Doctor X (1932) and
The Mystery of the Wax Museum (1933) were Warner Bros. answer to Universal's horror power house. Both films star Lionel Atwil and Fay Wray, both were directed by Michael Curtiz and both used the two-strip technicolor process. There is even a remarkable similarity in plot--an intrepid reporter investigating a series of murders, stumbles upon a bizarre series of suspects, solves the murder and winds up living happily ever after.Both films bolster the fairly weak horror plots with lots of humor and Warner's stable of snappy actors make these movies quite enjoyable. The desaturated technicolor provides an unusually moody atmosphere for horror, making morgues, foggy waterfronts and old dark houses that much creepier.

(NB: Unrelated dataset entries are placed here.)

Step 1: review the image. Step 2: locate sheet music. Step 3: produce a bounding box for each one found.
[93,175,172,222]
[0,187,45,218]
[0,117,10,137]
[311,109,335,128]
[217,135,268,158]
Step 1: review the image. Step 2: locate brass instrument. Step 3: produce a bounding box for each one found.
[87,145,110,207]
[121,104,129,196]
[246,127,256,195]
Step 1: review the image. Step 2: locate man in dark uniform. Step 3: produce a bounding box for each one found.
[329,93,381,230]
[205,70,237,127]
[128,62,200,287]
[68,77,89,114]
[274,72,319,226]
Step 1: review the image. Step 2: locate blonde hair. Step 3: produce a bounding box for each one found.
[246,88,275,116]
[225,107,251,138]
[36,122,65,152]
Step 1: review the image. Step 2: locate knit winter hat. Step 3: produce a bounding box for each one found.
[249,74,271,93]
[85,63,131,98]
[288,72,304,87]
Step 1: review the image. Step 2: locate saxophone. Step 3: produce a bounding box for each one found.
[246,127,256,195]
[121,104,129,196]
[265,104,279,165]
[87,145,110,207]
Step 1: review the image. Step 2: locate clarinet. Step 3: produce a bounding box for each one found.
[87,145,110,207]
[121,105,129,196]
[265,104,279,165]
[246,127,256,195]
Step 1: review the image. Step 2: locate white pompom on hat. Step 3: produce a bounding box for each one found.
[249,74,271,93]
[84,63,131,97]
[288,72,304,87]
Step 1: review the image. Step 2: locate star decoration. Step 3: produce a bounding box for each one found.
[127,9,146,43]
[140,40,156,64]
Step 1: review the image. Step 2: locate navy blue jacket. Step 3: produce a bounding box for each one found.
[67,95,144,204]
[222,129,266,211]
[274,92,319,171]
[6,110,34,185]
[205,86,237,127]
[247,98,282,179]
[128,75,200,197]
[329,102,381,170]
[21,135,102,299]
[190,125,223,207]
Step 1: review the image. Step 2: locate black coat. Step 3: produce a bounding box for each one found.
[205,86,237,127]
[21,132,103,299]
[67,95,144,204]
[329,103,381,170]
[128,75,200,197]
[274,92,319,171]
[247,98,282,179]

Doctor X stars Lee Tracy as the reporter. As always Tracy is really fun , zipping in snide one-liners and even doing a little slapstick now and again. Tracy is investigating a series of full moon murders where the victims were strangled and their bodies cannabalized. He is lead to Doctor Xavier's research institute, aka the Spooky Old House of Incredibly Suspicious Mad Scientist Murder Suspects. He also meets the Xavier's daughter, Joan (Fay Wray), who doesn't seem at all disturbed by the half dozen potential maniac cannibals roaming her house, but is totally spooked by her father staying up late in his library. Horror truly is a subjective thing I guess.
Doctor X has a fun twist on the whodunnit denoument in which all the suspects are gathered together. Xavier chains them all to their chairs and hooks them into a crazy 1930s "science" movie set. The killer is of course the one person not chained up, and he dons his artificial flesh made out of melted down corpse bits and sets to work attacking Joan who has been set up as bait for the killer. Good thinking doctor! This is actually a tense and horrifying scene, but Tracy saves the day and gets the girl in the end.

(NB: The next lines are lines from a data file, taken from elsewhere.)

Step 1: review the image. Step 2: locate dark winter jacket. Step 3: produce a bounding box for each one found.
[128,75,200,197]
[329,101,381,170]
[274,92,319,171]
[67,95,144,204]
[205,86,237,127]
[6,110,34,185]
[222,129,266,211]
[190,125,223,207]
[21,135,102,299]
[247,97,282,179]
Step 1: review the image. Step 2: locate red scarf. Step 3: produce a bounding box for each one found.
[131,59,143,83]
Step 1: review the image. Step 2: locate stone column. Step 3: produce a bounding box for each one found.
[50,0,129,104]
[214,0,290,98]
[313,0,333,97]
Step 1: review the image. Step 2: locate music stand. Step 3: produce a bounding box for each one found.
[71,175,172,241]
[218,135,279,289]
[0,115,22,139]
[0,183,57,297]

The Mystery of the Wax Museum begins with a sculptor Igor (Lionel Atwill) who is hard at work on his wax creations, which are for some reason confined only to this movie, considered high art. His business partner, fed up with loosing money on the museum, decides to burn the place down. He doesn't bother to wait till Igor's gone home to make with the matches and Igor barely survives the fire, trying desparately to save his creations. The melting of the wax statues is actually awesomely creepy and is one of the best things about this movie. Igor becomes obsessed with recreating them, but his hands are so badly damaged in the fire that he can no longer sculpt.

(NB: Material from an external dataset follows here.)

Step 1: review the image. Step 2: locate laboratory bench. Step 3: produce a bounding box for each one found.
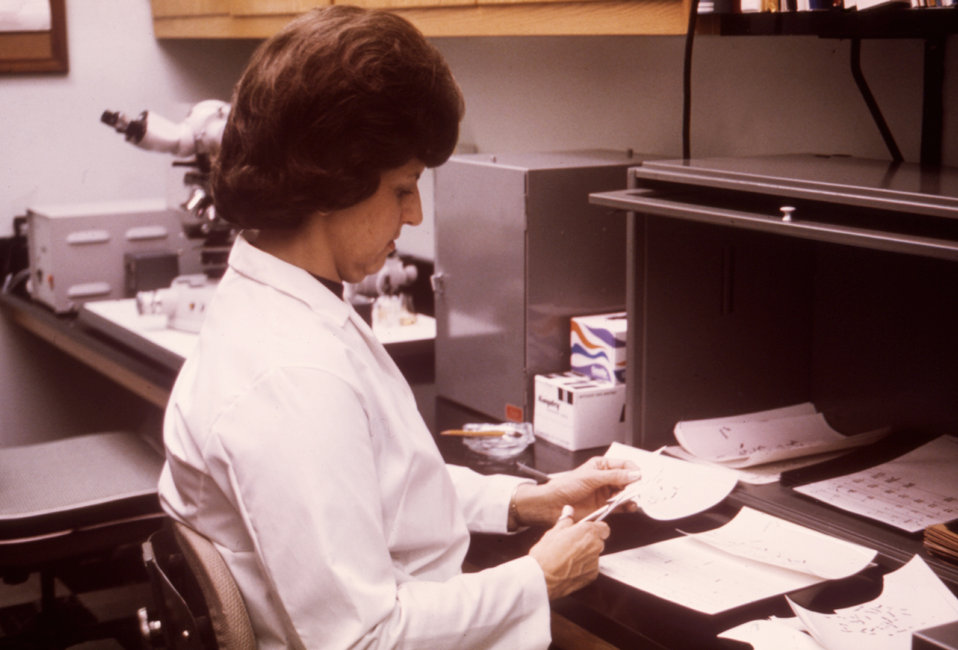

Meanwhile in New York City, we are introduced to Florence (Glenda Farrell), an intrepid reporter investigates the death of a fashion model. Like Lee Tracy, Farrell is an actor who livens up every scene and it's a joy to watch her in a lead rather than side-kick position. Florence finds out that the police suspect the model's boyfriend, George Winton and she interviews the fellow in jail. Florence flirts with him and later decides to date the millionaire playboy.
Her roommate Charlotte (Fay Wray) takes her to the opening of a wax museum and Florence becomes convinced that a statue of Joan of Arc is actually the dead fashion model whose body had recently disappeared from the morgue. Igor is struck by Charlotte's beauty and her resemblance to his masterpiece, Marie Antoinette. He traps her in the wax museum and tries to kill her. In the tense climactic scene Charlotte attacks his face and it crumbles away revealing his hideously burned visage beneath a wax mask. Florence arrives in the nick of time but discovers that her new boyfriend, the millionaire playboy is involved with bootlegging and is associated with Igor's match-happy former business parner. Luckily out of left field, her editor proposes to her and in annoying twist, Florence gives up her career as a reporter.
I think
Doctor X is probablya tighter and more entertaining picture. At times Mystery of the Wax Museum looses focus, sending us down dark alleyways looking into bootlegging operations and the life of Igor's drug-addled assistant Mr. Darcy. As a Jane Austen fan I had a hard time with that character name, actually. Assistants are supposed to be called Igor, but I suppose since that was already taken by the main villain they needed to have some kind of name for his deranged helper.
The pre-code in both these films comes out in the treatment of Fay Wray as cheesecake. In
Doctor X there is a completely out of place beach scene were Wray and Tracy lounge in skimpy costumes and in
Mystery of the Wax Museum there is a gratuitous dressing before the camera. Apart from these surface ornaments, the movies feel much more like films that would be made later in the decade. With the emphasis on fast-talking humor, marrying off the working woman and other conventions of the late 30s, I half expected to see Howard Hawks' name above the title.